Consumer groups and health advocates are concerned about legislation just passed by the House of Representatives that would make it easier for medical devices to reach the market and would put safety determinations in the hands of subcontractors paid by device manufacturers. Documents just released by the Food and Drug Administration (FDA) reveal that device […]
Consumer groups and health advocates are concerned about legislation just passed by the House of Representatives that would make it easier for medical devices to reach the market and would put safety determinations in the hands of subcontractors paid by device manufacturers.
Documents just released by the Food and Drug Administration (FDA) reveal that device safety testing would be done by contractors certified by the FDA but paid for by the manufacturers, Bloomberg Business reports.
The medical device industry has faced extensive litigation over failed devices. Companies including Boston Scientific Corp., Johnson & Johnson, St. Jude Medical Inc. and Medtronic have faced thousands of lawsuits and paid hundreds of millions of dollars to patients who suffered painful and sometimes permanent injuries from faulty devices. Implanted defibrillators to stop heart attacks, hip implants, mesh to treat incontinence and pelvic organ prolapse, and bone-graft products have all been involved in litigation, according to Bloomberg Business.
Memos released through a public records request describe private meetings between FDA officials and AdvaMed, a trade group, to work on the text that legislators eventually approved. In 2014, the industry organization spent $2.36 million lobbying Congress, according to the Center for Responsive Politics.
The FDA described its relationship with device makers as routine. But outside observers find the degree of collaboration troubling. Michael Carome, director of Public Citizen’s health research group, said the meetings show the FDA has grown too close to the companies it regulates. “They characterized this as being standard practice. If this type of collusion is standard practice, that’s alarming,” Carome said, according to Bloomberg Business. “The FDA appears to be bending over backwards to please the industry and to address their interests above others.”
Susan Wood, a former assistant commissioner of women’s health at the FDA who now teaches health policy at George Washington University, agreed with Carome’s assessment. “FDA drafting legislation in consultation with outside entities, whoever they are, strikes me as unusual,” Wood said. “It gives a great deal more weight to the industry representatives on very specific legislation that affects both FDA and the industry, and others were not at that table.”
The FDA’s Center for Devices and Radiological Health (CDRH) and AdvaMed “worked together on the proposed language for most of the device provisions in” the Cures Act, according to an FDA memo from a meeting on August 7. Robert Califf, who was nominated in September to lead the FDA, was at the meeting, along with AdvaMed officials and executives from Johnson & Johnson and St. Jude Medical.
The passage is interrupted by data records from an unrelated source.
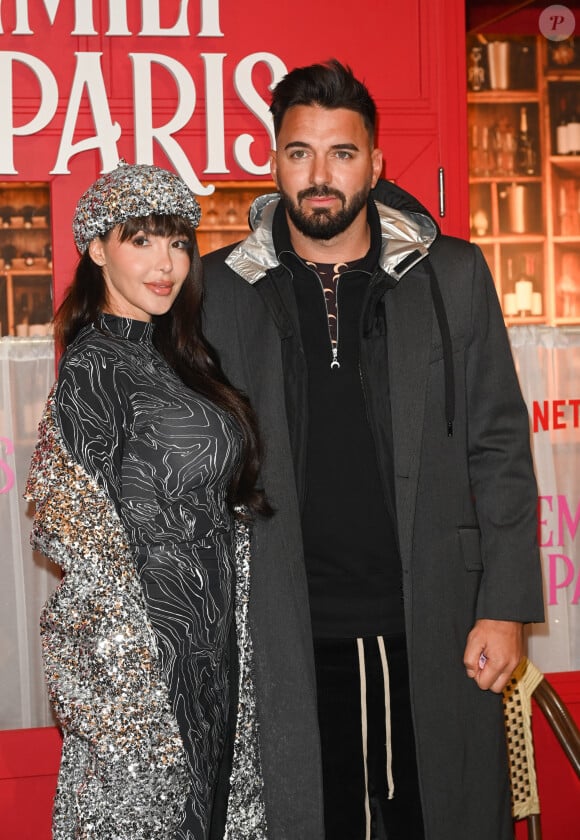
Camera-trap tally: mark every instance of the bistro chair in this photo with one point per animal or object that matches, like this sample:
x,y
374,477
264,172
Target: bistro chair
x,y
527,682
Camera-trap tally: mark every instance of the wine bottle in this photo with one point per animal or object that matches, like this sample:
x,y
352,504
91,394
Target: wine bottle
x,y
525,151
562,139
573,130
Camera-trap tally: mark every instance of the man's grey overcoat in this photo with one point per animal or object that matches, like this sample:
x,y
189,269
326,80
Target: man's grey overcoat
x,y
466,505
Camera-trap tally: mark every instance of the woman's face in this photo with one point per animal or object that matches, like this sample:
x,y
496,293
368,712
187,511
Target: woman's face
x,y
143,274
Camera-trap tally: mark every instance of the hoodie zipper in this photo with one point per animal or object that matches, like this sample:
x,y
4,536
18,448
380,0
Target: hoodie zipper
x,y
335,364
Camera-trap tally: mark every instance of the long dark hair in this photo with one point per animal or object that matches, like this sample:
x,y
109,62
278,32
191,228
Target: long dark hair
x,y
179,338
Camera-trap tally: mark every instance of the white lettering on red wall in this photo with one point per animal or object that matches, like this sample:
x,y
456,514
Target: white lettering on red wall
x,y
88,93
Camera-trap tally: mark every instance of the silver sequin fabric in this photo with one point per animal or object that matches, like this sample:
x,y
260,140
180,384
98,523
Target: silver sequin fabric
x,y
131,191
246,815
124,771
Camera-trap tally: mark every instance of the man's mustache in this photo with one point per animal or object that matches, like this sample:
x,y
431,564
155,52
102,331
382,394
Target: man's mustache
x,y
320,192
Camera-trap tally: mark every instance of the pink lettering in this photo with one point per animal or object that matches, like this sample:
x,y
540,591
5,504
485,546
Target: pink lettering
x,y
554,585
549,540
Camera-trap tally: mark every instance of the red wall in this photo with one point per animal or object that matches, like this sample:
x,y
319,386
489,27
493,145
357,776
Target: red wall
x,y
395,48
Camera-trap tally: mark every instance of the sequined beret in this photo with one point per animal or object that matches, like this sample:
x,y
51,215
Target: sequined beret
x,y
128,192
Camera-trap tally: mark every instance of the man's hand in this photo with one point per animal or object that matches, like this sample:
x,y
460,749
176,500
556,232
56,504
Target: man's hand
x,y
493,651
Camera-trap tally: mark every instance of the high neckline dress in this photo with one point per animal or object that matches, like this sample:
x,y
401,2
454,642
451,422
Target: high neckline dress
x,y
165,455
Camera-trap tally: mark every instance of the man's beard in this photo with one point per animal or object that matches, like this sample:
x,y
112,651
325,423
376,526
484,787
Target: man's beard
x,y
322,222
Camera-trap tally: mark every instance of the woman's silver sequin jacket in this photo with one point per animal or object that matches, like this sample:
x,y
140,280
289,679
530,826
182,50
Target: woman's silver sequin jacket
x,y
124,773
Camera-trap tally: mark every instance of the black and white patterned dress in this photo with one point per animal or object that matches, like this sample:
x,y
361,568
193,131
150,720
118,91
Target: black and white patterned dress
x,y
165,455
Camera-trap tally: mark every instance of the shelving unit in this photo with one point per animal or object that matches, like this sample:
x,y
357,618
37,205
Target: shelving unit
x,y
528,225
25,258
224,214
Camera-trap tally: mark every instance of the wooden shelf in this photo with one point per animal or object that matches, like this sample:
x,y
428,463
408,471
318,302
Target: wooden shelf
x,y
25,251
224,214
527,226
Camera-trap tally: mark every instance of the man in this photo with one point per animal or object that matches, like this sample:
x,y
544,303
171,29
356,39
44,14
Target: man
x,y
390,588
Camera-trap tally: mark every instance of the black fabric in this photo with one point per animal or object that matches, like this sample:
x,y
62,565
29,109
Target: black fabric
x,y
350,548
339,711
350,545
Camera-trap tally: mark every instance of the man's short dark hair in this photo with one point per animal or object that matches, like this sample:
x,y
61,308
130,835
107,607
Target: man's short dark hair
x,y
329,85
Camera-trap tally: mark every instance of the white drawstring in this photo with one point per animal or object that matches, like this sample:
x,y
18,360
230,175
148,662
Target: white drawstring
x,y
364,724
389,745
364,729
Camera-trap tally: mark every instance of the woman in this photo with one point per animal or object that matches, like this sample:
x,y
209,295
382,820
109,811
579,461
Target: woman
x,y
144,478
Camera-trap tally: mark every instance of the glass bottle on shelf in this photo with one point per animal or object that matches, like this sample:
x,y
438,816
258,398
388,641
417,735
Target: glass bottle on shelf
x,y
526,158
573,129
476,69
562,140
509,299
23,318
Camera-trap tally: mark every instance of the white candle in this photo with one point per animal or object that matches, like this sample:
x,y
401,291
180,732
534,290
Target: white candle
x,y
524,289
509,304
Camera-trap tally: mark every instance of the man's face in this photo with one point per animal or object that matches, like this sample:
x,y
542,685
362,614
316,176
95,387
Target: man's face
x,y
324,168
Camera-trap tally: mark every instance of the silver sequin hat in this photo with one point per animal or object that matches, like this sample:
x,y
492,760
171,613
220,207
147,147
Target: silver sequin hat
x,y
131,191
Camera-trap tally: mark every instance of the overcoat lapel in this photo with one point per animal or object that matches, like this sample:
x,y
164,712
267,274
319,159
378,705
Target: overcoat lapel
x,y
409,330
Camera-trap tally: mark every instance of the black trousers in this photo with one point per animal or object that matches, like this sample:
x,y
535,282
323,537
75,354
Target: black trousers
x,y
341,730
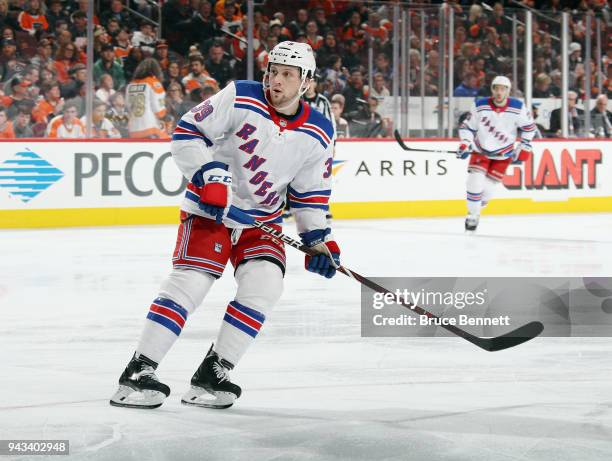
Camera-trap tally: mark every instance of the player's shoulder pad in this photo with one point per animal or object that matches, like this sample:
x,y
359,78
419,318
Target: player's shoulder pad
x,y
250,89
319,120
479,102
515,103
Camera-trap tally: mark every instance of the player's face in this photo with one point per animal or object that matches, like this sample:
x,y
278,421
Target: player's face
x,y
500,93
284,83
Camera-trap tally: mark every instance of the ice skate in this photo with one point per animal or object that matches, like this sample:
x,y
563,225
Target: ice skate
x,y
139,387
471,223
210,385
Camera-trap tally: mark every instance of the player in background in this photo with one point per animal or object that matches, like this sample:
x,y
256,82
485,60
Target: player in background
x,y
318,101
246,146
497,131
146,101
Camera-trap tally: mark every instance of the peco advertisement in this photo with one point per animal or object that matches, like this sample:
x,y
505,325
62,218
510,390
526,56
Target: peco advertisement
x,y
372,178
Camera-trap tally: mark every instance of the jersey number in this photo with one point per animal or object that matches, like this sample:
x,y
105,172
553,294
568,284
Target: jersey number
x,y
136,103
202,111
328,164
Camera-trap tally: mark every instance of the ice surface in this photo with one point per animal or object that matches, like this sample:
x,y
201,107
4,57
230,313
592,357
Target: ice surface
x,y
73,302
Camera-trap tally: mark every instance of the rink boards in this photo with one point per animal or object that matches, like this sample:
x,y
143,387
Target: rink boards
x,y
90,183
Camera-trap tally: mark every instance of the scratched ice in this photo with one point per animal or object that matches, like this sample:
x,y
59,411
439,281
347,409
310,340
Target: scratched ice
x,y
73,302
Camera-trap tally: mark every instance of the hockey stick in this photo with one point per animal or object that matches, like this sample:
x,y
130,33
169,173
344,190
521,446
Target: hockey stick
x,y
400,141
498,343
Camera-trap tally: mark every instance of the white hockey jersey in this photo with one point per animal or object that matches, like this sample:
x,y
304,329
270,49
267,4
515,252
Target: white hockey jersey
x,y
494,130
268,155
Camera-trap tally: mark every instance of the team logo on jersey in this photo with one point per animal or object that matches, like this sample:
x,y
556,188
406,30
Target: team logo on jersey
x,y
27,174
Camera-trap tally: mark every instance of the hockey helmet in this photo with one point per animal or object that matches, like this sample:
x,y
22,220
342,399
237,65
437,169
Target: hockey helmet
x,y
294,54
503,81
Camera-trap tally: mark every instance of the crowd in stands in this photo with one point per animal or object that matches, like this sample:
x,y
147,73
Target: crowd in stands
x,y
146,78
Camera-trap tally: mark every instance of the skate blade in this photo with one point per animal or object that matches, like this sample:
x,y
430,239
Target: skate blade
x,y
200,397
131,398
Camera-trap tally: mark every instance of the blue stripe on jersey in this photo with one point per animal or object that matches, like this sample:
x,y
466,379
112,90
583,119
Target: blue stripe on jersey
x,y
291,190
250,89
188,126
253,108
465,127
318,206
172,305
314,135
169,324
316,118
515,103
248,311
240,325
186,137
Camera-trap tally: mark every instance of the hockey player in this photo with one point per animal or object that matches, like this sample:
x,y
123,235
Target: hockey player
x,y
246,146
497,131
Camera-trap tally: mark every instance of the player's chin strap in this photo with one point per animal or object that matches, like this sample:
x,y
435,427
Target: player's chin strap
x,y
301,91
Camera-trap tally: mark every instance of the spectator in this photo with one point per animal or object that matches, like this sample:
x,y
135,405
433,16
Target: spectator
x,y
5,18
352,30
575,58
469,86
323,25
230,18
299,24
107,64
203,26
342,128
218,65
19,93
118,13
106,88
354,90
22,125
146,101
117,114
145,38
78,30
51,105
67,125
6,126
65,58
173,74
56,13
161,54
32,18
122,45
175,101
198,77
44,51
351,57
601,118
575,117
379,89
318,101
101,126
312,35
382,64
135,57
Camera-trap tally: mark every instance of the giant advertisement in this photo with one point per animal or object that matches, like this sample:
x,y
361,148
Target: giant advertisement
x,y
101,183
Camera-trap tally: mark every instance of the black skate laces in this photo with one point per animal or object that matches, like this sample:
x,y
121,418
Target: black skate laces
x,y
220,372
147,371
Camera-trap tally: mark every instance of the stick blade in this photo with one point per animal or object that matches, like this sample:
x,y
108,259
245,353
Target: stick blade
x,y
400,141
513,338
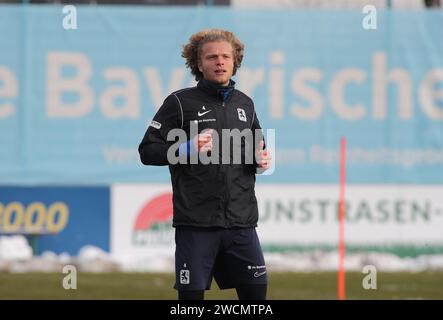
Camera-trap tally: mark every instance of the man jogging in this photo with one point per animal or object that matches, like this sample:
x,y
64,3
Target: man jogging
x,y
215,208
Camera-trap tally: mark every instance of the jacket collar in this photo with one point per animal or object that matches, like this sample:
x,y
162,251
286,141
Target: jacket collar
x,y
217,90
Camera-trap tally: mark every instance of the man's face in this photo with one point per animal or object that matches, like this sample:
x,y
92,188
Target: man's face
x,y
217,62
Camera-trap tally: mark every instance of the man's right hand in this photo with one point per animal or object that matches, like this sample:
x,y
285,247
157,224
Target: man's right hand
x,y
203,141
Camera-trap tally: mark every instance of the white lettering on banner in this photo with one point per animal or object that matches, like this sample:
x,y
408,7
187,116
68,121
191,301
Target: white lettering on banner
x,y
303,84
57,85
70,20
8,90
336,92
315,110
375,214
276,83
250,79
130,92
380,83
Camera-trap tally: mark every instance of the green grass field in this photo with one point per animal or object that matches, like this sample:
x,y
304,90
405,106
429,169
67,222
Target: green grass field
x,y
286,286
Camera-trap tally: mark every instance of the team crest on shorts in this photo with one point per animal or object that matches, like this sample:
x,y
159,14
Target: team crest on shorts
x,y
241,114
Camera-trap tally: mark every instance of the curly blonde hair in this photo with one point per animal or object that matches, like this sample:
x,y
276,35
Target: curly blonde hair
x,y
192,50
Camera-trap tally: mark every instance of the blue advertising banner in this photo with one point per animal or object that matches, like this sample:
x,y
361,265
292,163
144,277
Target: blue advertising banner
x,y
60,219
74,104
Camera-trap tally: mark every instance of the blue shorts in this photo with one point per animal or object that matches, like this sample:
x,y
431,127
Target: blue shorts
x,y
232,256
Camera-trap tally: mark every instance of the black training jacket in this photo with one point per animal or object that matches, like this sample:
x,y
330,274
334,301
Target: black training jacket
x,y
206,195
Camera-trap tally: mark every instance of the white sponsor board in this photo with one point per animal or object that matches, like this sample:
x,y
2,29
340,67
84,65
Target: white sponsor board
x,y
375,214
290,215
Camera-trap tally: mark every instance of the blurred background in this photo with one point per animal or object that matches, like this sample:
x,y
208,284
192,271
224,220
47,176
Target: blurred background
x,y
80,83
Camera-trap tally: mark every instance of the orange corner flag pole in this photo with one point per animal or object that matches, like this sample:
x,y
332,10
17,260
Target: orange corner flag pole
x,y
341,238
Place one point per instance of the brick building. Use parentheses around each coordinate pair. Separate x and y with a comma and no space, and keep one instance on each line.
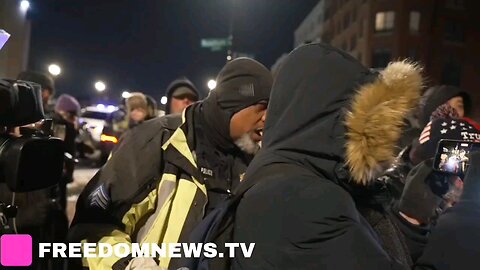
(444,35)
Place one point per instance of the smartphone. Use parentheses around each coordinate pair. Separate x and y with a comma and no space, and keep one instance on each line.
(452,156)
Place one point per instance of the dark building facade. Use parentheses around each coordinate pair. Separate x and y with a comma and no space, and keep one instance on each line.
(443,35)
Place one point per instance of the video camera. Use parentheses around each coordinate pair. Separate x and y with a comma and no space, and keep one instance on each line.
(30,157)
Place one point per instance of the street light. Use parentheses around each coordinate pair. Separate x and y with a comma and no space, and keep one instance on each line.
(126,94)
(100,86)
(212,84)
(54,69)
(164,100)
(24,5)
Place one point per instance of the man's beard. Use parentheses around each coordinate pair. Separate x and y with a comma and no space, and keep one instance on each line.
(247,145)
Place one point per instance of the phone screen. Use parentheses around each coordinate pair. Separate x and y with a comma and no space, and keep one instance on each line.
(453,156)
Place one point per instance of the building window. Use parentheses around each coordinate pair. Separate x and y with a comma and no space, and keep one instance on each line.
(413,54)
(455,4)
(381,58)
(414,21)
(384,21)
(451,72)
(454,31)
(362,26)
(354,14)
(346,20)
(353,42)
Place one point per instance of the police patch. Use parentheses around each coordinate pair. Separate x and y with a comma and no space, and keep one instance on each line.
(99,197)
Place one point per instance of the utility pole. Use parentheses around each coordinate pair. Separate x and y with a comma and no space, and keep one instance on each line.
(230,31)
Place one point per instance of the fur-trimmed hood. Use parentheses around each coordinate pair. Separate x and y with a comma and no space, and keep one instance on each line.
(331,114)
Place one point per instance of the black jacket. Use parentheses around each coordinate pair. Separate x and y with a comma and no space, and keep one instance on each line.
(309,217)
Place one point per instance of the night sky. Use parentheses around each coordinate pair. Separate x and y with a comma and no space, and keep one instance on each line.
(145,44)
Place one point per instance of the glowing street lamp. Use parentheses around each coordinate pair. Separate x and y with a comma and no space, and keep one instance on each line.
(212,84)
(164,100)
(100,86)
(24,5)
(126,94)
(54,69)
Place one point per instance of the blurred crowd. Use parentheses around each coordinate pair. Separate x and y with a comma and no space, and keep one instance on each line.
(328,165)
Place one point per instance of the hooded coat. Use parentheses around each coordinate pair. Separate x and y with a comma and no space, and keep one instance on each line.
(336,123)
(162,180)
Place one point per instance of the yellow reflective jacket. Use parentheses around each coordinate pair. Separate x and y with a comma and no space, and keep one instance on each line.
(150,182)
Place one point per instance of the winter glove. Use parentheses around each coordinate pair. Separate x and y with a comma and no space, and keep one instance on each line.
(140,263)
(471,186)
(422,193)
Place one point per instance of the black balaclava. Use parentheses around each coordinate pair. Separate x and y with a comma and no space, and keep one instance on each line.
(241,83)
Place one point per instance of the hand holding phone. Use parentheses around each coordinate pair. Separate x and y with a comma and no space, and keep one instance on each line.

A former FDA official who requested anonymity said such close collaboration was once unheard of. Others suggested that, rather than bending to the industry’s will, the meetings might have been the agency’s best chance to modify a bill that lobbyists could easily push through Congress. The bill passed with broad bipartisan support.
The Cures act increases funding for the FDA and the National Institutes of Health, but also makes it easier for manufacturers to get new drugs and devices to market. The bill allows the FDA to rely on a wider range of evidence when approving new devices. The FDA could, for example, use published journal articles or case studies, which are to some extent anecdotal evidence, rather than original trial data submitted directly to the agency, Bloomberg Business says. Patient advocates are particularly concerned about provisions that would allow manufacturers to have device design changes evaluated by third parties rather than by the FDA.